The last two productions I saw in London were Tristan and Parsifal and while both were excellent on the musical side the productions were visually very disappointing. Especially Parsifal where the director thought it necessary to include visual references to concentration camps. Worse than that they made Klingsor's garden all grey and bleak when it is supposed to be a lush and beautiful paradise.
I'm not against updating the settings and locations of old plays and Operas, sometimes it can work very well and serves to demonstrate the universality of the work. Wagner above all is about what goes on inside and quite frankly Tristan might as well be performed in concert version for all the 'action' it has.
However, a little restraint could be shown on the part of directors who are sometimes over keen to 'give it a new twist'.
Wagner knew what he was doing as far as music and words and no one is going to tamper with them but he also had some pretty strong ideas about staging and design so why ignore his ideas on those? That is unless you're going to improve upon them.


----------



## DavidA (Dec 14, 2012)

Cosmos said:


> UGH lwekrjweoi thweot ij TOO MANY people insist that Wagner was a Nazi (despite the fact the party was not even AROUND in his life). So yeah Wagner is stuck in a Nazi rut.

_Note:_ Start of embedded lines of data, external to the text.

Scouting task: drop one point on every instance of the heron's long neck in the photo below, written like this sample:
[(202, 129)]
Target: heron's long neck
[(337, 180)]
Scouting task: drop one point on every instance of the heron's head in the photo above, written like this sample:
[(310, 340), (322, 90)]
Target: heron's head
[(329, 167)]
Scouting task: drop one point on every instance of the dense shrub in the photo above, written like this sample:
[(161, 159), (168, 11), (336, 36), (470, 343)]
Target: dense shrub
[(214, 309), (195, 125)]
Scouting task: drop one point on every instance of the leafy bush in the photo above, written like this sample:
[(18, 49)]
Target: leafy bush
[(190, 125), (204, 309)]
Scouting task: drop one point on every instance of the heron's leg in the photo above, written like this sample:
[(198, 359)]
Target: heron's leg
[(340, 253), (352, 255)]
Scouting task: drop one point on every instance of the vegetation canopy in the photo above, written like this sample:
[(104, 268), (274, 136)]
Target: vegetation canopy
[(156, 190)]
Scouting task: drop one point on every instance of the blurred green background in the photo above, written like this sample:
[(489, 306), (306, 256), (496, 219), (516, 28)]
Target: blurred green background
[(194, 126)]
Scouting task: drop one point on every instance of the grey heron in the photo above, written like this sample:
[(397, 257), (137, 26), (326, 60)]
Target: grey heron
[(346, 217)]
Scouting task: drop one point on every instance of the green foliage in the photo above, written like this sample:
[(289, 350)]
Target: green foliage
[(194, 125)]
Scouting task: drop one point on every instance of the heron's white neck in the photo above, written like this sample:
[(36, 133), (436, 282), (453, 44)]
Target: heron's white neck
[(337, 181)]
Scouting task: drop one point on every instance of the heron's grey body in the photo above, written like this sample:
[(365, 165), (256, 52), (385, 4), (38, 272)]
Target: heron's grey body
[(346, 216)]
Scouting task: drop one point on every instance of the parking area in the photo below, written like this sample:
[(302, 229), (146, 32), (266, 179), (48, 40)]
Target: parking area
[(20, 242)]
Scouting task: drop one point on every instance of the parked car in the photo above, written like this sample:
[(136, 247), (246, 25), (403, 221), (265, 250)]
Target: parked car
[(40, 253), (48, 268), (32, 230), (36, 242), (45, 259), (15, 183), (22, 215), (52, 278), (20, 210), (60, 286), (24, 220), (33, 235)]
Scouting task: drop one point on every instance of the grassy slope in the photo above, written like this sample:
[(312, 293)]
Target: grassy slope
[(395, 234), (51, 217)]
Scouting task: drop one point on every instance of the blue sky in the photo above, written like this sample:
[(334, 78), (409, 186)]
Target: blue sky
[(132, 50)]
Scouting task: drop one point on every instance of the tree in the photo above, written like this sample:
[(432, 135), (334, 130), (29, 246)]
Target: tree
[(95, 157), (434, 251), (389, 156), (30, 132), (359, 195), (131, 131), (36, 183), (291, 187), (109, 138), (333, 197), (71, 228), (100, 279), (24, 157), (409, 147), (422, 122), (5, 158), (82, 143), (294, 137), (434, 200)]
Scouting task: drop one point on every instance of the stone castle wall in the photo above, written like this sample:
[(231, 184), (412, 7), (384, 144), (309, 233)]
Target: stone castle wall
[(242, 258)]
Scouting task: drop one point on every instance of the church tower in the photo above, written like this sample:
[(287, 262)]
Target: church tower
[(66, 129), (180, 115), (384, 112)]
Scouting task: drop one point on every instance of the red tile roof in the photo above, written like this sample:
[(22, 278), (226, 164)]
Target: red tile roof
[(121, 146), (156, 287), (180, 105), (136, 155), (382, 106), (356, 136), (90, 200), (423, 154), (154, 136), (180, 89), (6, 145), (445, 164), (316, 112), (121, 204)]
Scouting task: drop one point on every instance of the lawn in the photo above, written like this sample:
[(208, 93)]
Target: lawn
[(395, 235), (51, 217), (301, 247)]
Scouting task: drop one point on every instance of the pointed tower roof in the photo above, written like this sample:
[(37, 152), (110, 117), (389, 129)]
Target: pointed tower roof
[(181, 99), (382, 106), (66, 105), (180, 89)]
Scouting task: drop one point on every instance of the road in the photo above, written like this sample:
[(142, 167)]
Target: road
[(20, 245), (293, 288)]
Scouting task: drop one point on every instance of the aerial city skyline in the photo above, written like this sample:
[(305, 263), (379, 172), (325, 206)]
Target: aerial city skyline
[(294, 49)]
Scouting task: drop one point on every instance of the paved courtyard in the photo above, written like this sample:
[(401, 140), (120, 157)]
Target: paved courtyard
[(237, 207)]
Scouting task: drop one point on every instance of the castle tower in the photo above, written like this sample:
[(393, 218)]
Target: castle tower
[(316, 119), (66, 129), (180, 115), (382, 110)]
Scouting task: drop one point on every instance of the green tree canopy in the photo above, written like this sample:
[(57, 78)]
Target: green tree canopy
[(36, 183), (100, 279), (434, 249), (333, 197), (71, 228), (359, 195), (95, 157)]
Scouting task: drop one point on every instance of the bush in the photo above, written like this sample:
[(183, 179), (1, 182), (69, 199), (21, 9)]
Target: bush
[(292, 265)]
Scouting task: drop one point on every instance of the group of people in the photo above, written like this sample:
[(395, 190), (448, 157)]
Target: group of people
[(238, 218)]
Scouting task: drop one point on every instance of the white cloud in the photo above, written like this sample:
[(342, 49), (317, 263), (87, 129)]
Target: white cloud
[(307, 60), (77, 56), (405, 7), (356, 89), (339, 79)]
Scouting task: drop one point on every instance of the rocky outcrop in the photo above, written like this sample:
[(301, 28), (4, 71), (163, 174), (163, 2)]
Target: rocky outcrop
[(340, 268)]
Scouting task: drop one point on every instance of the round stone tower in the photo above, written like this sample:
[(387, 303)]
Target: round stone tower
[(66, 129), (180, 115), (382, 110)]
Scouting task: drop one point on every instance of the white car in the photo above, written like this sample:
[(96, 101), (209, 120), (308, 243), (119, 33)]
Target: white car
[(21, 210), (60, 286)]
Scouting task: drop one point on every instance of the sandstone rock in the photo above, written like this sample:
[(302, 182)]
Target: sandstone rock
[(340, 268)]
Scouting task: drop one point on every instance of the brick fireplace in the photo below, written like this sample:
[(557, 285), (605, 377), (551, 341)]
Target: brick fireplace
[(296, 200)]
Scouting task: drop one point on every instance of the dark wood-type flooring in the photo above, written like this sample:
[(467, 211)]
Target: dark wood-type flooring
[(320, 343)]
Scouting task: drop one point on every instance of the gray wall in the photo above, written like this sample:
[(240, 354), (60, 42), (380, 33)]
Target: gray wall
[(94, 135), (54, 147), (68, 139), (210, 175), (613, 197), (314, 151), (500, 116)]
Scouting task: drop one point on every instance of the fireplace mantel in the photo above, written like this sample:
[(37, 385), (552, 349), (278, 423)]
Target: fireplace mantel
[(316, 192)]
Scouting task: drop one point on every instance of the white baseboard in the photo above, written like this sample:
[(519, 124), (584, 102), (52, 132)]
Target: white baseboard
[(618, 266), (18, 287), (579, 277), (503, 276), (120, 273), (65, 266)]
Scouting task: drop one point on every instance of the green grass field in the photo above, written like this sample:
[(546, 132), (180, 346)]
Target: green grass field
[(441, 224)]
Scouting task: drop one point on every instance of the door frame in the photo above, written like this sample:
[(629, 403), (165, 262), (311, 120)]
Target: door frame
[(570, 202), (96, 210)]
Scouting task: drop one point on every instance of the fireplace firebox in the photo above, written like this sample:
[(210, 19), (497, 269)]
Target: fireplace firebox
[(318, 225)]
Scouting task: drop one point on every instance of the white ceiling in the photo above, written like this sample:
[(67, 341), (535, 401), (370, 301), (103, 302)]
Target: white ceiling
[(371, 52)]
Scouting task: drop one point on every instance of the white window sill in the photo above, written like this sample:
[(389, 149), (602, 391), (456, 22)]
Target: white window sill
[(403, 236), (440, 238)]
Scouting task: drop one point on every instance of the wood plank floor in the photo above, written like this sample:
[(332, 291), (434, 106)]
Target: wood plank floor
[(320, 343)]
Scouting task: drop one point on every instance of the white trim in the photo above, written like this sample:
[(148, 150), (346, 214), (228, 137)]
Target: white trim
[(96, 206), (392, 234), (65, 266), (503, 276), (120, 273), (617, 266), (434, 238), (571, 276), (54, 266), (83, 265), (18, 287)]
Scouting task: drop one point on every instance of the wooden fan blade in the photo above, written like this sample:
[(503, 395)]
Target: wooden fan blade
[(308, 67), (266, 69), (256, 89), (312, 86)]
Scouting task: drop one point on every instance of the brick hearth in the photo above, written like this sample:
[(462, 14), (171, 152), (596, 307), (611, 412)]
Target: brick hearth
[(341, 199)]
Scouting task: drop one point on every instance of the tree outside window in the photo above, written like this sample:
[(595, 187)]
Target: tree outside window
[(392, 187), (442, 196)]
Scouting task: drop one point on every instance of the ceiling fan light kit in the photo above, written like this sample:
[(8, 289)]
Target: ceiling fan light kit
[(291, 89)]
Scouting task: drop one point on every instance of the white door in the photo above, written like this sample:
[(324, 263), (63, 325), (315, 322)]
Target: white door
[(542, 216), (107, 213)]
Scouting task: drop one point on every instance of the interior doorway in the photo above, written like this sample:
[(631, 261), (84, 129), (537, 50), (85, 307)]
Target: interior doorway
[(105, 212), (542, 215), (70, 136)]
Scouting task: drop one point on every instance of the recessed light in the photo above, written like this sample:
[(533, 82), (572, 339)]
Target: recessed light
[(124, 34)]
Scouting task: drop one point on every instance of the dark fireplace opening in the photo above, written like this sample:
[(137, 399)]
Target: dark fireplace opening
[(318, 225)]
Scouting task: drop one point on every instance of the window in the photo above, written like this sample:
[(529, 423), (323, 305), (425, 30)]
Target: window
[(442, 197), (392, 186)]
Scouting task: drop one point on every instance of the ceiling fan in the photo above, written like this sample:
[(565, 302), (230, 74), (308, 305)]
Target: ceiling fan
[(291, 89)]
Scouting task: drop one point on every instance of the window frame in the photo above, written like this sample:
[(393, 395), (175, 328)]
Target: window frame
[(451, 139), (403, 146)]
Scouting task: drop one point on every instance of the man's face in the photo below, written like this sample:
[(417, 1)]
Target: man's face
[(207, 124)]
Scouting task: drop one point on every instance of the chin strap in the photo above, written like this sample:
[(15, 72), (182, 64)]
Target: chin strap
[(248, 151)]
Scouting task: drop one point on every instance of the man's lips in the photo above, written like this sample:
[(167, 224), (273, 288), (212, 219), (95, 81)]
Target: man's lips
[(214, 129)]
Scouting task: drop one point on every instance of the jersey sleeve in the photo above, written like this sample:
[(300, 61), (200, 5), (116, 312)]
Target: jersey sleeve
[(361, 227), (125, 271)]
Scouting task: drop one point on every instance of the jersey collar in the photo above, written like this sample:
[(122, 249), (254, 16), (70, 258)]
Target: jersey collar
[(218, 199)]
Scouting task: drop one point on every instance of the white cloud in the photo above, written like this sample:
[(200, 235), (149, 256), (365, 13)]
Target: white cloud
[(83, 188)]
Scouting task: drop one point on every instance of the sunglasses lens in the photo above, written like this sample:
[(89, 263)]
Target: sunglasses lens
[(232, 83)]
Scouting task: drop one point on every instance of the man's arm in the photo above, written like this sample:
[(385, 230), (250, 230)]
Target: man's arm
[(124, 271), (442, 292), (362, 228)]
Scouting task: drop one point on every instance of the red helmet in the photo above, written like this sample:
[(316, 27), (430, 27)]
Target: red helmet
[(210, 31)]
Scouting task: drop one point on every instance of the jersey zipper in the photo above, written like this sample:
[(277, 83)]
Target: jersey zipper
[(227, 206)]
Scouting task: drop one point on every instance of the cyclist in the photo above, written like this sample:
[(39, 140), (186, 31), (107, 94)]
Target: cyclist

You need to think historically. Wagner was not a Nazi but many of his expressed obnoxious views on race were echoed (and acted out) by the Nazis. That is why people identify him with the Nazis.


----------



## Rapide (Oct 11, 2011)

Wagner's music will continued to be performed and recorded centuries after Nazism (along with all great art for that matter).


----------



## SiegendesLicht (Mar 4, 2012)

Rapide said:


> Wagner's music will continued to be performed and recorded centuries after Nazism (along with all great art for that matter).


Wagner himself said once that his artistic ideal stands or falls with Germany. So, as long as we have a land and nation called Germany on the map, we can expect to hear Wagner too. After that... who knows, so let us hope we will have it with us for a while longer


----------



## science (Oct 14, 2010)

BPS said:


> Sixteen hours in a bathtub with your ears underwater may be more enjoyable than recent Bayreuth performances anyway. :devil:


(Hopefully the company's better, anyway.)

... runs, ducks, hides...


----------